IS 18200 : Part 1 : 2024 Sharps Injury Protection - Requirements and Test Methods - Part 1 Single-Use Sharps Containers (ISO 23907-1 : 2019, MOD)
NATIONAL FOREWORD
This Indian Standard (Part 1) which is modified adoption of ISO 23907-1 : 2019 'Sharps injury protection — Requirements and test methods - Part 1: Single-use sharps containers' issued by the International Organization for Standardization (ISO) was adopted by the Bureau of Indian Standards on recommendation of the Hospital Bio Medical Waste Management and Infection Control Sectional Committee and approval of the Medical Equipment and Hospital Planning Division council.
This specification stipulates requirements for single-use sharp containers intended to hold potentially hazardous sharps medical waste with or without sharps protection features, for example, scalpel blades, trocars, hypodermic needles and syringes, or any other contaminated sharp object that may cause puncture and cuts, including the categories mentioned in Schedule I appended to Bio-Medical Waste rules 2016.
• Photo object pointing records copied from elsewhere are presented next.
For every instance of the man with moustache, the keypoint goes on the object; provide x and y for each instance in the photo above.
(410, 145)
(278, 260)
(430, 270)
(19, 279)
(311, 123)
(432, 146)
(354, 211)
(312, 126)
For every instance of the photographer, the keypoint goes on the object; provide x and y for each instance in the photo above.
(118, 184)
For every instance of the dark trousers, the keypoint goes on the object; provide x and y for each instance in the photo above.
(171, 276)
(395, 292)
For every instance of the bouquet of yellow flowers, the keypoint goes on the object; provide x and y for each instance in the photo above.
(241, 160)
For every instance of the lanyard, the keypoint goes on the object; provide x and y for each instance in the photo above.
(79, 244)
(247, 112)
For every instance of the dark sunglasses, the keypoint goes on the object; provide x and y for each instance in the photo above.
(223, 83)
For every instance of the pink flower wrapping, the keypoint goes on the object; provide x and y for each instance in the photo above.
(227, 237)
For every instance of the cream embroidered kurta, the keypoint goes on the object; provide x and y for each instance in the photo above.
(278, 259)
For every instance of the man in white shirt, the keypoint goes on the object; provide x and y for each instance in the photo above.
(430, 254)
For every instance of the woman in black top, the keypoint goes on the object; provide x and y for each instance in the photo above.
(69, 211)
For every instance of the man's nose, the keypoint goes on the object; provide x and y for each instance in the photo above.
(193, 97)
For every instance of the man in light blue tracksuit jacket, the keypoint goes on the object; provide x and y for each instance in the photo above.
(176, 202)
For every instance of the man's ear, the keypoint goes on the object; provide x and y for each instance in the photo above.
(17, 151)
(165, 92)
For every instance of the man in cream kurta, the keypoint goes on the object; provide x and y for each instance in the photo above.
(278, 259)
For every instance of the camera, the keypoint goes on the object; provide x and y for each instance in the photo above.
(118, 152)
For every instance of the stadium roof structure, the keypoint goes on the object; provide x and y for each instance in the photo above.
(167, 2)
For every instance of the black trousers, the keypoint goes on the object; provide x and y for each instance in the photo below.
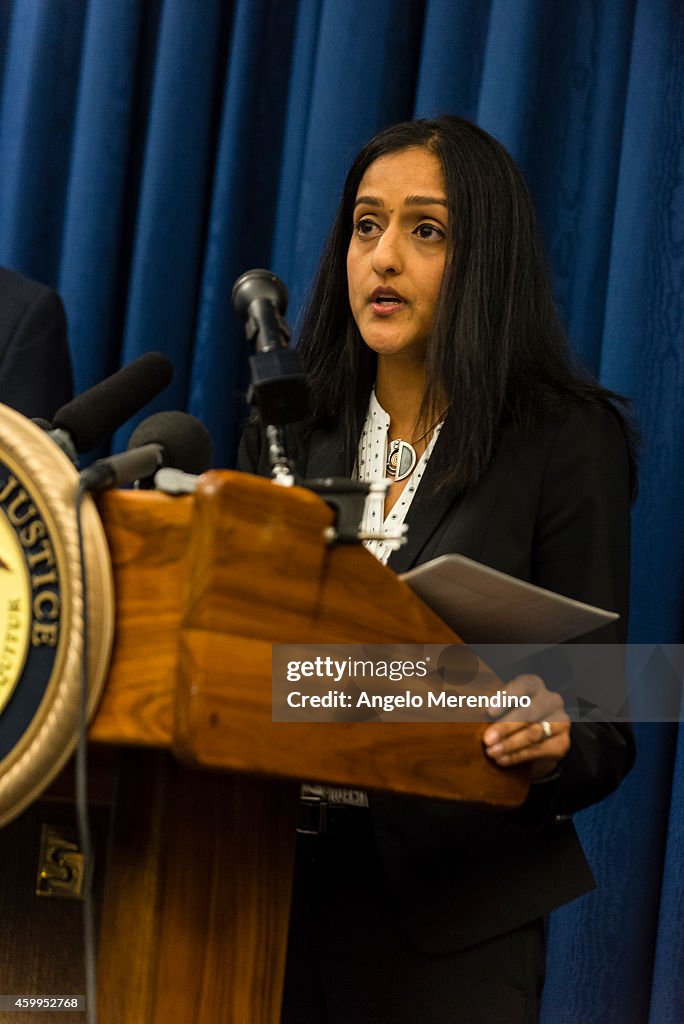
(350, 963)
While formulating this Indian Standard, the following critical parameters (including those listed in the Bio-Medical Waste Management Rules, 2016) have been taken care of.
a) Material clause;
b) Requirements of Container stability, strength of handle(s), resistance to penetration, resistance to damage and leakage after dropping and resistance to spillage by toppling to ensure safe handling of hazardous bio-medical waste;
c) Provision for labeling and marking for the sharps containers has been made; and
d) Treatment and disposal options for sharps containers.
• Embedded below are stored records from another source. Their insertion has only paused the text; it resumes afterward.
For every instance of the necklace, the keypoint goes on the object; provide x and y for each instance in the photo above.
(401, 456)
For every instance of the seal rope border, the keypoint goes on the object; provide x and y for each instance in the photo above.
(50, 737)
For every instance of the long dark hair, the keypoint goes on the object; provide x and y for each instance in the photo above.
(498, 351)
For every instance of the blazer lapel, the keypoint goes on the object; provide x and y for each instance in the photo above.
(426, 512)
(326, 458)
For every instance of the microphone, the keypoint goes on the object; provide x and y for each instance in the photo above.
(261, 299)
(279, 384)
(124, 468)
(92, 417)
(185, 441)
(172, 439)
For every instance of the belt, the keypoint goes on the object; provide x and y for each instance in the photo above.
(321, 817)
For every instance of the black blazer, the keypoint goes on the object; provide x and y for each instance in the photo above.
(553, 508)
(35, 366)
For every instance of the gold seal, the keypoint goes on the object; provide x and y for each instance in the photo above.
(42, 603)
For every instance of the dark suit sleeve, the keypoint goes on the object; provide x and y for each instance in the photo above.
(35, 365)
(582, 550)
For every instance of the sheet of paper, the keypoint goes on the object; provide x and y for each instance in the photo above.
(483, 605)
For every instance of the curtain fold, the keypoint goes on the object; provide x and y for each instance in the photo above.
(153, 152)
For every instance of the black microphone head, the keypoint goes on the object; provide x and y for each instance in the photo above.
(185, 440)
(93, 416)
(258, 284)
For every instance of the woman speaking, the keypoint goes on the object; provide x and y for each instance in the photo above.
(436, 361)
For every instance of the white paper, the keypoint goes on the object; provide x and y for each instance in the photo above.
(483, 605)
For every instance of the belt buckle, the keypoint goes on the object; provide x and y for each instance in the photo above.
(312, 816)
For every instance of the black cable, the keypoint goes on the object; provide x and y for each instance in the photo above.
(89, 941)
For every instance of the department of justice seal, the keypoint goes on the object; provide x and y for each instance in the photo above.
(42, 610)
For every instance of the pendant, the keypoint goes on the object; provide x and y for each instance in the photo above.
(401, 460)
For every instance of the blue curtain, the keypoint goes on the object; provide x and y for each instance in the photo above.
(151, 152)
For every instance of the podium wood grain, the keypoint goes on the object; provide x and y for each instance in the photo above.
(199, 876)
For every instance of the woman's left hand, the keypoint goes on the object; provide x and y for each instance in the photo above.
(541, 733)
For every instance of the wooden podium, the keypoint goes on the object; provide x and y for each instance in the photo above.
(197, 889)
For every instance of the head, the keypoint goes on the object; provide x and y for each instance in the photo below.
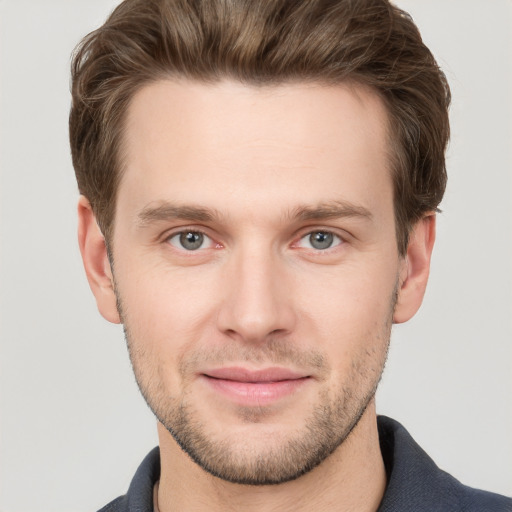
(264, 176)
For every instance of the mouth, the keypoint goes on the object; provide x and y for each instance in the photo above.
(254, 387)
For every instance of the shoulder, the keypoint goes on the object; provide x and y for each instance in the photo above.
(416, 483)
(139, 497)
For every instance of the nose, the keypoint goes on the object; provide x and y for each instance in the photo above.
(257, 299)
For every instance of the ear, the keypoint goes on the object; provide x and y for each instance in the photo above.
(415, 269)
(96, 262)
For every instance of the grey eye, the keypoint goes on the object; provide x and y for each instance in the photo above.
(189, 240)
(321, 239)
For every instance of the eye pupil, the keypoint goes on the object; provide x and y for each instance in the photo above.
(321, 239)
(191, 240)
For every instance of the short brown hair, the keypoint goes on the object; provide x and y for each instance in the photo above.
(369, 42)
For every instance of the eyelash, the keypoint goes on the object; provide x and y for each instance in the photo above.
(336, 240)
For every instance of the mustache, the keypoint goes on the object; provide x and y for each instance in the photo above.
(272, 352)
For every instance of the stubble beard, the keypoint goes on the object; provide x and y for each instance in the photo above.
(329, 424)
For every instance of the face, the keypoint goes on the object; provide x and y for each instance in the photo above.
(256, 268)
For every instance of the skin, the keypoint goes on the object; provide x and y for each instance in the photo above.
(257, 170)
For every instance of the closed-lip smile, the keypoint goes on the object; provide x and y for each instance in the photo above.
(254, 387)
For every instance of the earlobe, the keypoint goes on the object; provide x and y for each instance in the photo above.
(415, 269)
(96, 262)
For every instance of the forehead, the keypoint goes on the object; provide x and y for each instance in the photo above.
(226, 144)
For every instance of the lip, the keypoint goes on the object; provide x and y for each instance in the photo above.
(254, 387)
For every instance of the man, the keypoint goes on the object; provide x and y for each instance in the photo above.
(259, 185)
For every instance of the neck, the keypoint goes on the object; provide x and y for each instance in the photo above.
(352, 478)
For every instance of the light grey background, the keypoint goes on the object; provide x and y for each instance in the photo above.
(73, 426)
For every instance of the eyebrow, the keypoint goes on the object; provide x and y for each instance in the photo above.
(331, 210)
(165, 211)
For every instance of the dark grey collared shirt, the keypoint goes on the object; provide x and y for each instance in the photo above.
(415, 483)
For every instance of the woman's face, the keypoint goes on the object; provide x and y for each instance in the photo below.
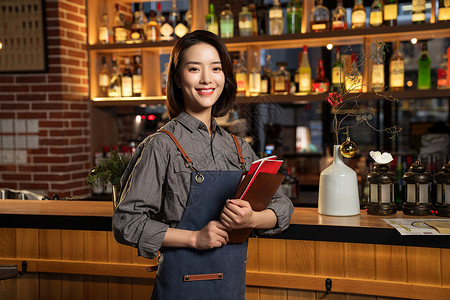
(201, 78)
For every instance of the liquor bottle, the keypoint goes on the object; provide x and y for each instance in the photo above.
(353, 79)
(255, 76)
(320, 84)
(245, 22)
(444, 11)
(211, 20)
(262, 17)
(276, 21)
(378, 70)
(376, 14)
(103, 79)
(418, 11)
(304, 73)
(103, 30)
(339, 17)
(320, 20)
(338, 74)
(424, 76)
(397, 69)
(390, 11)
(358, 15)
(127, 80)
(294, 16)
(442, 82)
(137, 76)
(115, 85)
(282, 80)
(226, 22)
(120, 32)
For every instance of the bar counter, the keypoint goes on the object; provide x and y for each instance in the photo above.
(70, 242)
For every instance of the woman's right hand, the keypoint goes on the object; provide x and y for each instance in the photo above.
(213, 235)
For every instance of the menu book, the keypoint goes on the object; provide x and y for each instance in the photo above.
(257, 186)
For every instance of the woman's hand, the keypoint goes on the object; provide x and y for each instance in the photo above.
(237, 214)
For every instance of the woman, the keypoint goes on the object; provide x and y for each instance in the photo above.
(175, 190)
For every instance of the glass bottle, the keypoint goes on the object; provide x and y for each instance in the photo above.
(442, 82)
(127, 80)
(444, 11)
(276, 21)
(353, 79)
(424, 76)
(339, 17)
(338, 74)
(304, 73)
(378, 70)
(211, 20)
(376, 14)
(137, 76)
(245, 22)
(320, 20)
(358, 15)
(390, 11)
(115, 85)
(255, 76)
(103, 79)
(294, 16)
(320, 84)
(397, 69)
(226, 22)
(282, 80)
(103, 30)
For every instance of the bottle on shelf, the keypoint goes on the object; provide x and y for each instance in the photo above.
(320, 84)
(115, 84)
(418, 11)
(376, 14)
(304, 73)
(424, 74)
(245, 22)
(377, 80)
(276, 21)
(444, 11)
(103, 79)
(338, 74)
(442, 82)
(103, 30)
(397, 69)
(211, 20)
(127, 80)
(353, 79)
(358, 15)
(282, 80)
(255, 76)
(226, 22)
(339, 17)
(137, 76)
(294, 13)
(320, 19)
(390, 12)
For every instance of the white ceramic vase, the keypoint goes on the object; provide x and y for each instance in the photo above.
(338, 188)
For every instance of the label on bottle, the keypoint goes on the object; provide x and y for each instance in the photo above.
(397, 73)
(390, 12)
(127, 86)
(137, 84)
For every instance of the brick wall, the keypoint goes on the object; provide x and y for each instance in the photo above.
(44, 117)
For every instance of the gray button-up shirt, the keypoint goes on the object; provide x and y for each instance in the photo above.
(156, 182)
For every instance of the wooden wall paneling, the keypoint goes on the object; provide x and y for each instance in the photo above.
(390, 263)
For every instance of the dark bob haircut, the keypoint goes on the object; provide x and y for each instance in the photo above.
(175, 101)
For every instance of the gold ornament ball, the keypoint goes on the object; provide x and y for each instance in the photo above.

The text of ISO Standard has been approved as suitable for publication as an Indian Standard without deviations. Certain conventions and terminologies are, however, not identical to those used in Indian Standards. Attention is particularly drawn to the following:
a) Wherever the words 'International Standard' appear referring to this standard, they should be read as 'Indian Standard'; and
b) Comma (,) has been used as a decimal marker while in Indian Standards, the current practice is to use a point (.) as the decimal marker.